2. Free Agents: una explicación biológica (funcional) de la mente y de la acción humanas

Si todo lo anterior es cierto, lo que necesitamos entonces es regresar a los fundamentos: abandonar la tradicional tentación (tan cara a teólogos, moralistas y juristas) de hipostasiar las categorías conceptuales con las que explicamos e interpretamos la mente humana, la acción y la moralidad; y, en cambio, volver a vincular dichas categorías con sus funciones biológicas (reconociendo la -relativa, pero cierta- especificidad de la experiencia de los individuos de la especie humana, pero aceptando también que la diferencia respecto de otros animales superiores es únicamente de grado, no de género).

Es en este aspecto en el que hay mucho que recomendar en el reciente libro de Kevin J. Mitchell que hoy comento (Princeton University Press, 2023). Pues, aunque probablemente no le cuente nada nuevo a cualquier científico que sea suficientemente experto las bases de la teoría de la evolución, de la biología humana y de la ciencia cognitiva, sin embargo, sintetiza admirablemente todos esos conocimientos para presentar de manera clara y comprensible un cuadro sinóptico completo de todo lo que hoy sabemos acerca de cómo y por qué tienen lugar los procesos cognitivos, de motivación y de toma de decisiones en los individuos de la especie humana.
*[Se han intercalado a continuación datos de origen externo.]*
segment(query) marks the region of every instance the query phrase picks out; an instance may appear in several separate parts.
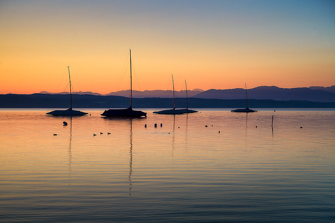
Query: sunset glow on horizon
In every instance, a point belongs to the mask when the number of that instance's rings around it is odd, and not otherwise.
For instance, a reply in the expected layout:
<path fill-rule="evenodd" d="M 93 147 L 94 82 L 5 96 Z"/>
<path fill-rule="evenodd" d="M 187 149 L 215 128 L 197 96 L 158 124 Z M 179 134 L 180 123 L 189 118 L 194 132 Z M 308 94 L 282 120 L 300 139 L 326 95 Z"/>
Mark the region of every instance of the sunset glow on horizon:
<path fill-rule="evenodd" d="M 129 48 L 133 90 L 335 85 L 332 1 L 2 1 L 0 30 L 0 94 L 129 89 Z"/>

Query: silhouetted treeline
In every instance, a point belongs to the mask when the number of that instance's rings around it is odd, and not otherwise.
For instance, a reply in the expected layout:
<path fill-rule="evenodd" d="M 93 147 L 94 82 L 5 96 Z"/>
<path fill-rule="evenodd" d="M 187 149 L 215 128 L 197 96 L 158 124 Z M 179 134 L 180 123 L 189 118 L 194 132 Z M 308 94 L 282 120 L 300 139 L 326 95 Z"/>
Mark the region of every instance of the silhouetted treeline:
<path fill-rule="evenodd" d="M 121 96 L 102 96 L 91 94 L 73 94 L 73 108 L 124 108 L 130 105 L 129 98 Z M 173 100 L 171 98 L 133 98 L 134 108 L 152 108 L 173 107 Z M 189 98 L 188 107 L 194 108 L 244 108 L 245 99 L 223 99 Z M 252 108 L 333 108 L 334 102 L 317 102 L 308 101 L 277 101 L 274 100 L 249 99 L 248 105 Z M 185 98 L 176 98 L 176 106 L 186 107 Z M 0 94 L 0 107 L 2 108 L 68 108 L 69 94 Z"/>

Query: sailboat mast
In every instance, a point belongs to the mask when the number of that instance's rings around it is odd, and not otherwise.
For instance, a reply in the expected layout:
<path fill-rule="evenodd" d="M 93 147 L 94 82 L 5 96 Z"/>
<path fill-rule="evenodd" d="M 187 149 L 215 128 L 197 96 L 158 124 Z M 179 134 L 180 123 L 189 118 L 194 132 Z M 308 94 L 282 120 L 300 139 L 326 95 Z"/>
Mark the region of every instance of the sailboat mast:
<path fill-rule="evenodd" d="M 71 78 L 70 77 L 70 66 L 67 66 L 67 69 L 69 70 L 69 79 L 70 80 L 70 101 L 71 103 L 71 106 L 70 107 L 72 108 L 72 94 L 71 94 Z"/>
<path fill-rule="evenodd" d="M 185 80 L 185 86 L 186 87 L 186 109 L 188 109 L 188 103 L 187 102 L 187 85 L 186 84 L 186 80 Z"/>
<path fill-rule="evenodd" d="M 247 83 L 244 83 L 246 84 L 246 98 L 247 99 L 247 108 L 248 108 L 248 95 L 247 93 Z"/>
<path fill-rule="evenodd" d="M 176 108 L 176 104 L 175 103 L 175 84 L 173 82 L 173 75 L 172 75 L 172 86 L 173 86 L 173 109 Z"/>
<path fill-rule="evenodd" d="M 131 98 L 132 98 L 132 87 L 131 85 L 132 83 L 131 82 L 131 52 L 130 49 L 129 49 L 129 55 L 130 58 L 130 107 L 131 107 Z"/>

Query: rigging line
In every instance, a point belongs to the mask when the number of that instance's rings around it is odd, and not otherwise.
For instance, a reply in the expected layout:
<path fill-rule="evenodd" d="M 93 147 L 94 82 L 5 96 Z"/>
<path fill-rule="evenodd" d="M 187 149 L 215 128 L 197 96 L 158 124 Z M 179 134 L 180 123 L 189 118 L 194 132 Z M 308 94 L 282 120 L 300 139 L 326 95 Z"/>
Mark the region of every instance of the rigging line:
<path fill-rule="evenodd" d="M 126 73 L 127 72 L 127 69 L 128 68 L 128 66 L 127 66 L 126 67 L 126 69 L 123 72 L 123 73 L 122 74 L 122 76 L 121 77 L 121 78 L 120 79 L 119 81 L 119 83 L 118 85 L 117 88 L 116 89 L 116 90 L 115 91 L 116 93 L 117 91 L 119 91 L 119 89 L 120 89 L 120 86 L 121 86 L 121 84 L 122 82 L 122 81 L 123 79 L 123 78 L 124 78 L 124 76 L 125 75 L 126 75 Z"/>
<path fill-rule="evenodd" d="M 119 75 L 119 77 L 118 78 L 117 81 L 115 83 L 115 85 L 114 87 L 114 90 L 115 90 L 115 92 L 116 92 L 117 91 L 117 89 L 119 89 L 119 87 L 120 87 L 120 83 L 122 80 L 122 79 L 123 79 L 123 77 L 124 76 L 125 73 L 126 72 L 126 70 L 127 69 L 127 68 L 128 68 L 128 64 L 127 63 L 127 61 L 129 61 L 128 60 L 128 57 L 129 57 L 129 54 L 127 53 L 127 55 L 126 56 L 126 58 L 125 59 L 124 62 L 123 63 L 123 65 L 122 66 L 122 68 L 121 69 L 121 71 L 120 71 L 120 74 Z M 127 65 L 127 67 L 125 68 L 125 66 Z M 121 77 L 122 77 L 122 78 L 121 78 Z M 114 94 L 115 95 L 115 94 Z"/>
<path fill-rule="evenodd" d="M 73 92 L 74 93 L 74 90 L 73 90 L 73 84 L 71 84 L 71 88 L 72 88 L 72 91 L 73 91 Z M 70 89 L 70 90 L 71 90 L 71 89 Z M 74 94 L 74 93 L 73 94 Z M 73 107 L 73 106 L 72 106 L 72 107 Z M 74 107 L 74 108 L 77 108 L 78 110 L 79 109 L 79 108 L 78 107 Z"/>
<path fill-rule="evenodd" d="M 129 64 L 128 64 L 129 65 Z M 122 83 L 122 80 L 124 78 L 125 75 L 126 74 L 126 73 L 127 71 L 127 69 L 128 68 L 128 66 L 127 65 L 126 67 L 126 69 L 125 69 L 124 71 L 123 71 L 123 73 L 121 74 L 122 75 L 120 75 L 120 76 L 119 77 L 119 79 L 118 80 L 118 82 L 117 82 L 117 85 L 116 86 L 116 88 L 115 92 L 114 95 L 116 95 L 116 93 L 117 91 L 119 90 L 119 89 L 120 88 L 120 86 L 121 85 L 121 84 Z"/>
<path fill-rule="evenodd" d="M 61 98 L 62 97 L 62 96 L 63 95 L 63 94 L 64 93 L 64 92 L 65 92 L 65 90 L 67 88 L 67 86 L 69 86 L 69 84 L 70 84 L 70 81 L 69 81 L 69 83 L 67 83 L 67 85 L 66 85 L 66 87 L 65 87 L 65 88 L 63 91 L 63 92 L 62 92 L 61 94 L 61 96 L 60 96 L 59 98 L 58 98 L 58 100 L 57 101 L 57 102 L 56 102 L 56 103 L 55 104 L 58 104 L 58 102 L 59 102 L 59 100 L 61 99 Z M 54 107 L 54 108 L 56 108 Z"/>
<path fill-rule="evenodd" d="M 59 87 L 59 86 L 61 85 L 61 83 L 62 83 L 62 81 L 63 80 L 63 78 L 64 77 L 64 75 L 65 75 L 65 72 L 67 71 L 66 69 L 64 71 L 64 73 L 63 74 L 63 76 L 62 77 L 62 79 L 61 79 L 61 81 L 59 82 L 59 84 L 58 84 L 58 86 L 57 87 L 57 89 L 56 89 L 56 91 L 55 93 L 57 93 L 57 91 L 58 90 L 58 88 Z"/>
<path fill-rule="evenodd" d="M 136 73 L 135 72 L 135 68 L 134 68 L 134 64 L 133 63 L 132 64 L 133 65 L 132 67 L 133 68 L 133 73 L 134 73 L 134 74 L 135 76 L 135 78 L 136 79 L 136 82 L 137 83 L 137 86 L 138 86 L 138 89 L 140 90 L 140 94 L 141 94 L 141 98 L 143 99 L 143 95 L 142 95 L 142 91 L 141 90 L 141 88 L 140 87 L 140 85 L 138 83 L 138 79 L 137 79 L 137 77 L 136 76 Z M 147 112 L 147 111 L 146 108 L 145 108 L 145 111 Z"/>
Este cuadro se asemeja mucho, según creo, al que yo esbozaba en las tres conclusiones que más arriba he expuesto: el de unos procesos radicalmente condicionados por causas físicas  y psíquicas (que, a su vez, en última instancia también son físicas), funcionalmente orientados a asegurar y mejorar la capacidad de adaptación de la especie a su medioambiente; procesos causales, pues, pero dotados de un elevado grado de indeterminación y aleatoriedad; y procesos, en fin, que se hallan estadísticamente conectados con ciertas características de los procesos mentales de los individuos.

Todo esto es lo que se expone, de manera admirable (divulgativa, pero rigurosa), en los primeros nuevo capítulos de libro, aquellos cuya lectura me parece altamente recomendable. Luego, en lo que queda de libro, el autor viene a defender su tesis (filosófica) de que este estado de cosas acabado de exponer equivale, desde el punto de vista práctico, al libre albedrío, que ampararía y justificaría las prácticas de atribución de responsabilidad moral. He de confesar, sin embargo, que esta última parte filosófica me parece más bien endeble desde un punto de vista teórico: aun compartiendo su conclusión, creo que no se aportan los argumentos necesarios para justificarla. Y ello, porque -como he señalado más arriba- en realidad la justificación de dichas prácticas no depende tanto de cómo sean los hechos naturales acerca de la mente humana, cuanto de cómo son o deben ser sus prácticas de interacción social (cuestión sobre la que el libro apenas profundiza).

Sea como sea, lo repito: cualquiera que esté interesado en las cuestiones de la mente humana, la acción y la responsabilidad moral tiene mucho que aprender (salvo que sea ya un experto) de la explicación científica acerca de las dos primeras cuestiones que el libro contiene. Y que proporciona una base empírica imprescindible para las elaboraciones filosóficas y jurídicas más sofisticadas que, en este ámbito, estamos necesitando.